Let’s talk about moral authority for a second here. It’s true that Rep. Marjorie Taylor Greene’s past embrace of a variety of conspiracy theories is being used by Democrats to paint the entire Republican party as a bunch of QAnon-loving cranks, but that doesn’t mean that gun control activists now hold some sort of moral high ground, even if they’re loudly proclaiming that anyone who doesn’t support their anti-gun agenda is beholden to “the gun lobby” and not the Constitution.
Ultimately, a new gun control law means creating a crime where one didn’t exist before. Enforcement of any such law will fall on police, and gun control activists and Democrats alike have been clear that they believe “police violence is gun violence”. By creating new, non-violent, federal crimes, Democrats and their anti-gun allies will only exacerbate what they say is a problem that needs to be solved.
Of course, even with Manchin’s support there aren’t 60 votes for gun control in the U.S. Senate at the moment. If “moderate” Republicans like Pat Toomey, Susan Collins, and Lisa Murkowski were to join Democrats in backing a background check bill supporters would still need to find a half-dozen other Republicans willing to get on board, and that seems highly unlikely.
Shannon Watts can proclaim that the wait for new federal gun laws is over, but given the fact that she can’t change the calculus in the Senate, her boast is a little premature. The only way a gun control bill is going to get to Joe Biden’s desk is through parliamentary tricks like reconciliation or attaching a bill as an amendment to must-pass budgetary legislation.
That’s the method that Biden apparently wants to use for his gun ban, or at least that’s what he told the Las Vegas Sun in a newly-released interview from last year. As soon as he does, however, he ensures that every Democrat in 2022 is going to have to defend the idea of putting millions of Americans in prison for non-violent possessory crimes that they themselves created (all while proclaiming the need for de-policing, de-incarceration, and a more fair criminal justice system).
I think it will be an act political stupidity the likes of which have rarely been seen in Congress, but I do expect Democrats in to take up gun control at some point; just not until it’s more politically expedient to do so. The Biden/Harris administration will almost certainly throw gun control activists a bone or two via executive action in the not-to-distant future, but Shannon Watts and her anti-gun allies may be waiting a while longer for Democrats in Congress to begin a full-fledged assault on the right to keep and bear arms.
As for the Congressional math, south Florida Democratic Rep. Debbie Wasserman Schultz tells the Palm Beach Post that she plans on re-introducing a gun control bill that cleared the House last session.
Wasserman Schultz intends to reintroduce Jaime’s Law, a bill that would require universal background checks for the sale of gun ammunition. The legislation is named in honor of Jaime Guttenberg, one of the students killed at the Parkland school.
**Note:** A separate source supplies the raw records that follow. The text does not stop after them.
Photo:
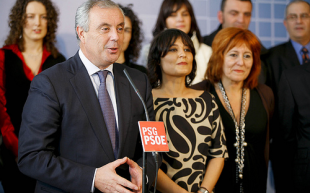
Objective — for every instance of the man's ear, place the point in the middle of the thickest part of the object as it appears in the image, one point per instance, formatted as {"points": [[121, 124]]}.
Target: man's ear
{"points": [[81, 33], [220, 16]]}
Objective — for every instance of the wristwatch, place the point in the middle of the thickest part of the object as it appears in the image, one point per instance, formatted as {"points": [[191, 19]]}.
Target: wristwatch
{"points": [[203, 190]]}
“Prospects for meaningful gun reforms are the brightest they have been in years,” Wasserman Schultz said in a statement. Still, she expects some Republicans in the House and Senate will “remain devoted to a diminished NRA.”
“With control of the White House and both chambers, I’m very hopeful we can tear down some of the roadblocks conservatives have consistently erected to block any action at all,” Wasserman Schultz added.
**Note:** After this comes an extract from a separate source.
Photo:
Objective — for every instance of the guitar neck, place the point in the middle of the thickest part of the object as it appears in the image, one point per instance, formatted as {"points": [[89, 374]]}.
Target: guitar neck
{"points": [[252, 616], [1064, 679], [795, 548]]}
As with almost every other agenda item for Joe Biden, Kamala Harris, and Democrats in Congress, the prospects of passing new gun control legislation lies in the hands of Senator Joe Manchin of West Virginia. Unfortunately, when it comes to universal background checks, Manchin has previously proposed a background check bill of his own. The Manchin-Toomey background check bill was written by the West Virginia Democrat and Pennsylvania Senator Pat Toomey, and would require checks for firearm transfers at gun shows and “online sales.”
That’s a more limited measure than Wasserman Schultz’s proposal, which would impose a blanket prohibition on the vast majority of firearm transfers unless they were conducted by a federal firearms licensee, but it would still pose problems for legal gun owners while being largely unenforceable against violent criminals and those who illegally acquire firearms.